I remember MatLab from my days, using structured arrays in which you could store different data as an attribute of the main structure. Something like:
a = {} aA = magic(10) aB = magic(50); etc.
where aA and aB are completely separate from each other, allowing you to store different types inside a and work with them as desired. Pandas allows us to do something similar, but not quite the same.
I use Pandas and want to store the attributes of the framework without actually putting it in the data framework. This can be done with:
import pandas as pd a = pd.DataFrame(data=pd.np.random.randint(0,100,(10,5)),columns=list('ABCED')
Now the local time zone is stored in a, but I can not save this attribute when I save the dataframe (i.e., after reloading a, there is no a.local_tz). Is there a way to keep these attributes?
I am currently just creating new columns in a data framework to store information such as time zone, latitude, length, etc., but this seems a bit empty. Also, when I do data analysis, I run into problems of excluding these other columns.
################### START IMAGE ###################
Using unutbu recommendations, I now store data in h5 format. As already mentioned, loading metadata as attributes of the framework is risky. However, since I am the creator of these files (and processing algorithms), I can choose what is stored as metadata and what is not.

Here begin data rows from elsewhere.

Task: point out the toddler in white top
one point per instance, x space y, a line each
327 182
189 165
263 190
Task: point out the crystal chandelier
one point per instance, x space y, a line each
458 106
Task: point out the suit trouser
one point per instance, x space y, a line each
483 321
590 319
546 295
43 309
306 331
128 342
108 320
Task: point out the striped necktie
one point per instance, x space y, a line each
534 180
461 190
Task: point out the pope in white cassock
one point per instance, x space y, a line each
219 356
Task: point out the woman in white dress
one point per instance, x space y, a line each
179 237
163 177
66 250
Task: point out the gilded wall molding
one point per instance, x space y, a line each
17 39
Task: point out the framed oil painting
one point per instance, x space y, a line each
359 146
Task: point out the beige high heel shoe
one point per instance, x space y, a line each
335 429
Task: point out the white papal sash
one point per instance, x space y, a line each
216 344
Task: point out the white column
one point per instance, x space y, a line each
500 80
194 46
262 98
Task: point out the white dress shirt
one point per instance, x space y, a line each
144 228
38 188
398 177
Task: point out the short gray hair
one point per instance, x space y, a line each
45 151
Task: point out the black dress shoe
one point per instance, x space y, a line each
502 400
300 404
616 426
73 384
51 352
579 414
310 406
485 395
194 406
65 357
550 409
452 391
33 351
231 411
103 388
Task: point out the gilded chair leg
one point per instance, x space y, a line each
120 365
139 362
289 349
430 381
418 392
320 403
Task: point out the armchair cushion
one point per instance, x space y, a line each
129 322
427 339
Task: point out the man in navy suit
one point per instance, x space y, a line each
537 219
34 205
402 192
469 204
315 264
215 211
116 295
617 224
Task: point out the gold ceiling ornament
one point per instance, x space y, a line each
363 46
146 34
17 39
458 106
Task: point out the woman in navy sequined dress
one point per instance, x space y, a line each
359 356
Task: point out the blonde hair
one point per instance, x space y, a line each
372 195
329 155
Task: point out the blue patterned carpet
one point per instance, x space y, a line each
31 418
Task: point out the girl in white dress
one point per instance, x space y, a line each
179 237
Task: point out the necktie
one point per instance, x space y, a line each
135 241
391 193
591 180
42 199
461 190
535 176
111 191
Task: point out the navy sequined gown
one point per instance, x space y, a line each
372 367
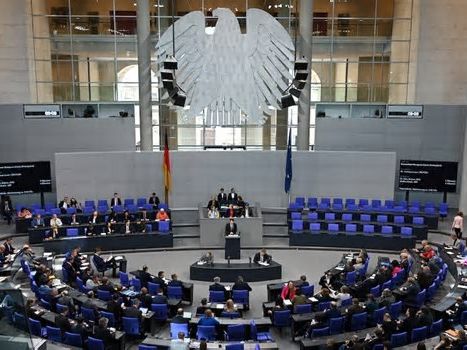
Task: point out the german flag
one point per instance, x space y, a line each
166 166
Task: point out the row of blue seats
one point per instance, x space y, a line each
365 204
315 227
398 219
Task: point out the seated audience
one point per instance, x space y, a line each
240 284
38 221
162 215
262 257
288 291
154 200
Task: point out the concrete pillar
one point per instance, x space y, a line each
400 51
144 73
305 38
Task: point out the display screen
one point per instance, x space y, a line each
23 178
427 176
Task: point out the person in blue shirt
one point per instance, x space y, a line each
208 319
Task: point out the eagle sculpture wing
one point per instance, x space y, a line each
270 55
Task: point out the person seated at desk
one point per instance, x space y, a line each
207 258
240 284
262 257
213 203
74 220
175 282
160 298
133 310
386 298
202 307
24 213
154 200
217 286
222 198
55 224
145 276
231 228
64 205
103 333
160 280
213 213
208 319
9 249
288 291
232 197
230 212
116 200
106 285
38 221
6 208
111 222
70 270
62 321
229 307
162 215
94 220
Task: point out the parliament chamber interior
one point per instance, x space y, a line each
246 174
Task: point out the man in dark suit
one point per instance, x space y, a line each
262 256
145 276
103 333
233 197
159 298
159 279
217 286
62 321
114 306
231 228
222 197
38 221
240 284
133 311
115 200
9 250
175 282
154 200
179 317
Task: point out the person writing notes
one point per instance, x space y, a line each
231 228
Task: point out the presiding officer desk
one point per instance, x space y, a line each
110 242
250 272
212 231
248 345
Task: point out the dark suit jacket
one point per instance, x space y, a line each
63 323
132 312
228 229
115 201
159 299
241 286
8 249
267 258
154 200
179 319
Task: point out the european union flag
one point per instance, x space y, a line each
288 164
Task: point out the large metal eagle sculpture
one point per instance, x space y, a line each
232 75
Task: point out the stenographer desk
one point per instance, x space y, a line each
212 231
230 273
109 242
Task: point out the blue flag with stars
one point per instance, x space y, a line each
288 164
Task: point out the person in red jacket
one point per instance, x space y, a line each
288 292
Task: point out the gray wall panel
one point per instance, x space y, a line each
258 176
438 136
39 139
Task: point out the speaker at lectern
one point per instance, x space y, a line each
232 247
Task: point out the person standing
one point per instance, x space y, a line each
458 224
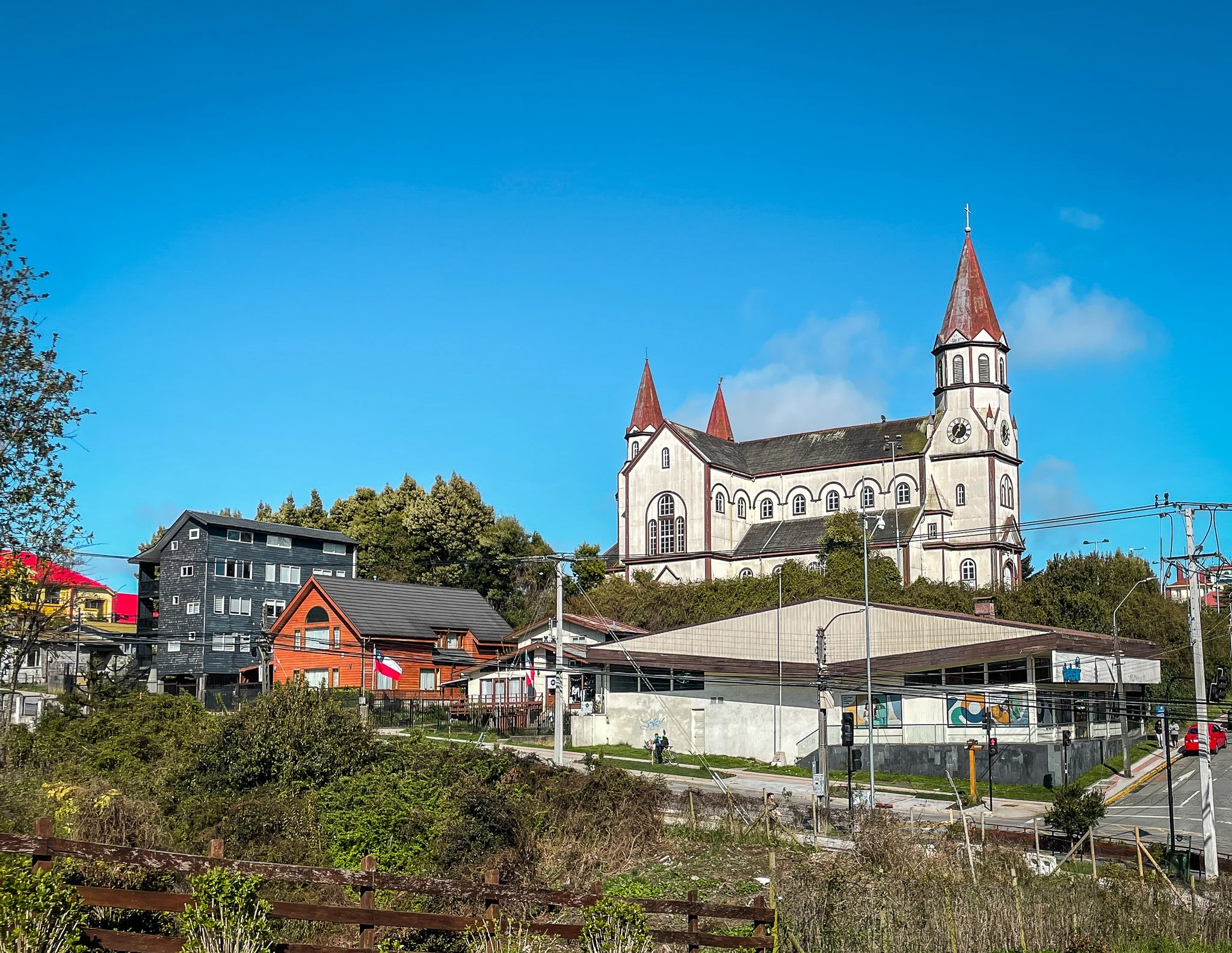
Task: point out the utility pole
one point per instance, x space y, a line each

When processing the data that will go into h5 files, I want to save the metadata in a dictionary that is initialized as an attribute of my classes. I made a simple I / O class to import h5 data and made metadata attributes of the class. Now I can work with my data files without the risk of losing metadata.

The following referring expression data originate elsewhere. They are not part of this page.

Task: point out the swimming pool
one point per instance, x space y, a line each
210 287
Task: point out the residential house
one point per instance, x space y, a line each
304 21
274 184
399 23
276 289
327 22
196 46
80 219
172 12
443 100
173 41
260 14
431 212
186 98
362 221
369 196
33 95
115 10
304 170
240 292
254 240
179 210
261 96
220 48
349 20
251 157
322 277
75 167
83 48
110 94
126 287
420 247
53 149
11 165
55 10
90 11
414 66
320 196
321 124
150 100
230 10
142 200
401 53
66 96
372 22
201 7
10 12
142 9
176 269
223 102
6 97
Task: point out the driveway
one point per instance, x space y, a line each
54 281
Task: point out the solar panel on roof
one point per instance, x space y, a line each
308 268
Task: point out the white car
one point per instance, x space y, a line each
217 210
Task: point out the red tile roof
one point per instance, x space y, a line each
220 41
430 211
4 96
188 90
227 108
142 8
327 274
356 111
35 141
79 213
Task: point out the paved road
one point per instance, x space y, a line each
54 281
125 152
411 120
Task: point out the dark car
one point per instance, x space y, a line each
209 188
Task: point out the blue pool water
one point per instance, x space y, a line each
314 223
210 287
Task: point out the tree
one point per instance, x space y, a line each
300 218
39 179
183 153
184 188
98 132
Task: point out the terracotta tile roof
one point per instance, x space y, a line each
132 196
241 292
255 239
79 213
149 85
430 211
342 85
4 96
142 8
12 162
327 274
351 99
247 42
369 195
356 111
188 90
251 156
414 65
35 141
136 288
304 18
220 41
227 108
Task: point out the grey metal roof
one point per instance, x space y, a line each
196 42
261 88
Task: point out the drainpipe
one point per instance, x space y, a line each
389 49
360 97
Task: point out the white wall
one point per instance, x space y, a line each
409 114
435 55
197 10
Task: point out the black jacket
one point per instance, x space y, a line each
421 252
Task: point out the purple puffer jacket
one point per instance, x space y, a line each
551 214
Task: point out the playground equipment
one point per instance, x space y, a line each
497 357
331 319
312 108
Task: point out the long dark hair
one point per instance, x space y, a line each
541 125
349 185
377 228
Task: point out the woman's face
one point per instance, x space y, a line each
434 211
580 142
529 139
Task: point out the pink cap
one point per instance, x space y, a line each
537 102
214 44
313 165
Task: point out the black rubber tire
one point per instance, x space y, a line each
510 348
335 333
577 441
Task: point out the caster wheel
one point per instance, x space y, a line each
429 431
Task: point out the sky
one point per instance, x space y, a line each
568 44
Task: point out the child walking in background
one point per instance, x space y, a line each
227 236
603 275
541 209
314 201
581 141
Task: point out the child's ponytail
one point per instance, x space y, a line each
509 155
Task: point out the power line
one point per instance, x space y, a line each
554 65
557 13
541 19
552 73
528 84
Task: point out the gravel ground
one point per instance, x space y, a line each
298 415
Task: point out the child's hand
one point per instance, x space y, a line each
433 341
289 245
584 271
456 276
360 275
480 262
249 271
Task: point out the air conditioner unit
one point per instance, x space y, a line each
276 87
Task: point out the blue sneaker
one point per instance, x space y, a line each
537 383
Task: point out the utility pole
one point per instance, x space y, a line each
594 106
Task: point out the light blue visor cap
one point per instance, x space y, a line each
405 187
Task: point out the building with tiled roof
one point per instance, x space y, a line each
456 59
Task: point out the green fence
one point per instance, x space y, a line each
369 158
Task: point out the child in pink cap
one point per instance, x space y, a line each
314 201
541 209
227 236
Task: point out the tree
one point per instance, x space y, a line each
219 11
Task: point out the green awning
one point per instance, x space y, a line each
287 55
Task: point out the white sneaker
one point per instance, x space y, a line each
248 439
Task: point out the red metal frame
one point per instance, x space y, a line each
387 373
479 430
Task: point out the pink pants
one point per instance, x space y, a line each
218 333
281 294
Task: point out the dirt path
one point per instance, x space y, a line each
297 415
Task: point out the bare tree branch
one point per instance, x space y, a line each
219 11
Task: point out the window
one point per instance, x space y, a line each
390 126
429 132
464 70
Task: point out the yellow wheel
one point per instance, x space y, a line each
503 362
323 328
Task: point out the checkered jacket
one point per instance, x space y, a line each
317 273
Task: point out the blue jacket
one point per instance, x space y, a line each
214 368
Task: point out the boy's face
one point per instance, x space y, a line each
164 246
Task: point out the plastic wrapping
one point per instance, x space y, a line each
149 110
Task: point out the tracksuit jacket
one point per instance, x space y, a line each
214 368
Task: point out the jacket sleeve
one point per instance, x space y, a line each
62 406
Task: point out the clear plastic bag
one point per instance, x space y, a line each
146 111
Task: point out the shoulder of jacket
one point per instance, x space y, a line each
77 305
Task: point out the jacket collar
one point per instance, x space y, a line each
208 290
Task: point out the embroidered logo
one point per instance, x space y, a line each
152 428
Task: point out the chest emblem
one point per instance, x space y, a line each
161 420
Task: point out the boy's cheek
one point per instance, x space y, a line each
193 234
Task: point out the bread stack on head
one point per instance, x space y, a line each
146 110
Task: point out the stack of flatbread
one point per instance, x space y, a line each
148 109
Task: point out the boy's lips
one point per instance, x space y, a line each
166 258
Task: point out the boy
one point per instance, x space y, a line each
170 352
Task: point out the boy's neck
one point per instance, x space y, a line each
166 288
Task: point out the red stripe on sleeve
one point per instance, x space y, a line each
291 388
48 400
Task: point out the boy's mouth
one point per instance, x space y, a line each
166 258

class IO(): def __init__(self): self.dtfrmt = 'dummy_str' def h5load(self,filename,update=False): '''h5load loads the stored HDF5 file. Both the dataframe (actual data) and the associated metadata are stored in the H5file NOTE: This does not load "any" H5 file, it loads H5 files specifically created to hold dataframe data and metadata. When multi-indexed dataframes are stored in the H5 format the date values (previously initialized with timezone information) lose their timezone localization. Therefore, <h5load> re-localizes the 'DATE' index as UTC. Parameters ---------- filename : string/path path and filename of H5 file to be loaded. H5 file must have been created using <h5store> below. udatedf : boolean True/False default: False If the selected dataframe is to be updated then it is imported slightly different. If update==True, the <metadata> attribute is returned as a dictionary and <data> is returned as a dataframe (ie, as a stand-alone dictionary with no attributes, and NOT an instance of the IO() class). Otherwise, if False, <metadata> is returned as an attribute of the class instance. Output ------ data : Pandas dataframe with attributes The dataframe contains only the data as collected by the instrument. Any metadata (eg timezone, scaling factor, basically anything that is constant throughout the file) is stored as an attribute (eg lat is stored as <data.lat>).''' with pd.HDFStore(filename,'r') as store: self.data = store['mydata'] self.metadata = store.get_storer('mydata').attrs.metadata
H5 files are then uploaded via data = IO (). h5load ('filename.h5') dataframe is stored in data.data I save the metadata dictionary in data.metadata and created separate metadata attributes (for example, data.lat created from data.metadata ['lat']).
My index timestamps are localized on pytz.utc (). However, when a multi-indexed data frame is stored in h5, the localization of the time zone is lost (using Pandas 15.2), so I fix this in IO (). H5load.